Lockhart also does testing for glaucoma using equipment such as the aponative tonametre, which is an instrument for measuring hydrostatic pressure within the eyeball, used to detect glaucoma. He also uses the HRT II laser.

“Eye care in Jamaica is pretty good. We have a lot of equipment that is available elsewhere in the world,” Dr Lockhart says. “In glaucoma we have the latest equipment.”

Dr Wendell Guthrie, a veteran gynaecologist and obstetrician, uses an instrument called a hysteroscope, which is a thin telescope that is inserted through the cervix into the uterus to diagnose bleeding.

“This one has been around for a while but people are now using it more,” Dr Guthrie says.

Another piece of equipment that Dr Guthrie uses is the colposcope, which is a lighted magnifying instrument used by a gynaecologist to examine the tissues of the vagina and the cervix. This is used to do a procedure called a colposcope which allows close examination of the cervix for abnormalities.

“It decreases hospitalisation, expense and trauma,” Dr Guthrie says.

The University Hospital of the West Indies (UHWI) has the only state-of-the art conception unit in the island and has been offering invitro-fertilisation for nearly three years, providing hope for women who can’t conceive naturally.

“In the infertility world, we are doing everything that everybody else does,” says Denise Everett, an embryologist at the unit.

Some of the equipment used in the procedure includes a micro manipulator that cost US$38,000 and an incubator worth US$8,000. The invitro-fertilisation procedure itself costs J$6,000.

The unit also offers embryo freezing and sperm freezing at a cost of US$300 and US$200 respectively.

Suzie Foreman, the owner of a company called Gaitech, has taken physiotherapy to the next level. She has the only GaitScan in the Caribbean, which is a computerised diagnostic device containing 4,000 sensors that monitor the time and pressure of the feet – how a patient stands, walks and runs.

Additionally, it enables a specialist to determine how the feet function and identifies problems.

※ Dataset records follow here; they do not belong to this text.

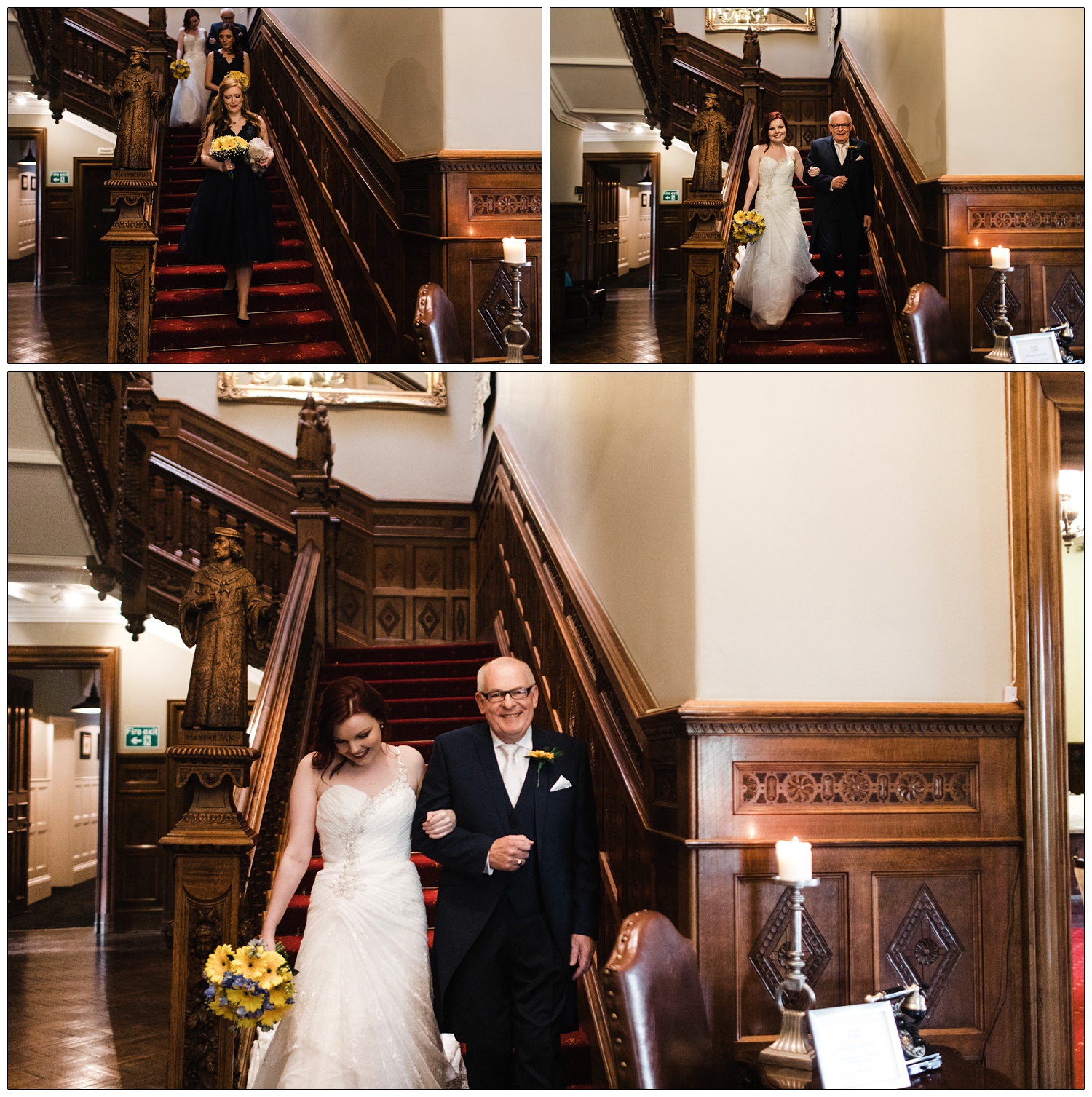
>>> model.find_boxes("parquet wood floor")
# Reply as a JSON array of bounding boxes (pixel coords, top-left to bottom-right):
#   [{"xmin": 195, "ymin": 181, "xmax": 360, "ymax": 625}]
[
  {"xmin": 550, "ymin": 286, "xmax": 686, "ymax": 364},
  {"xmin": 8, "ymin": 929, "xmax": 170, "ymax": 1089}
]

With this device, Foreman, a physical therapist who represents Orthotics International – the Canada-based manufacturer of shoe inserts – is able to design a suitable custom-made medical shoe insert, called Orthotics, for individuals. The initial consultation costs $3,300.

“The GaitScan, along with a clinical exam, helps a clinician decide if a patient would benefit from Orthotics. It also picks up a lot of information that we can’t clinically see,” she says. “It has the potential to save our health care system a lot of money.”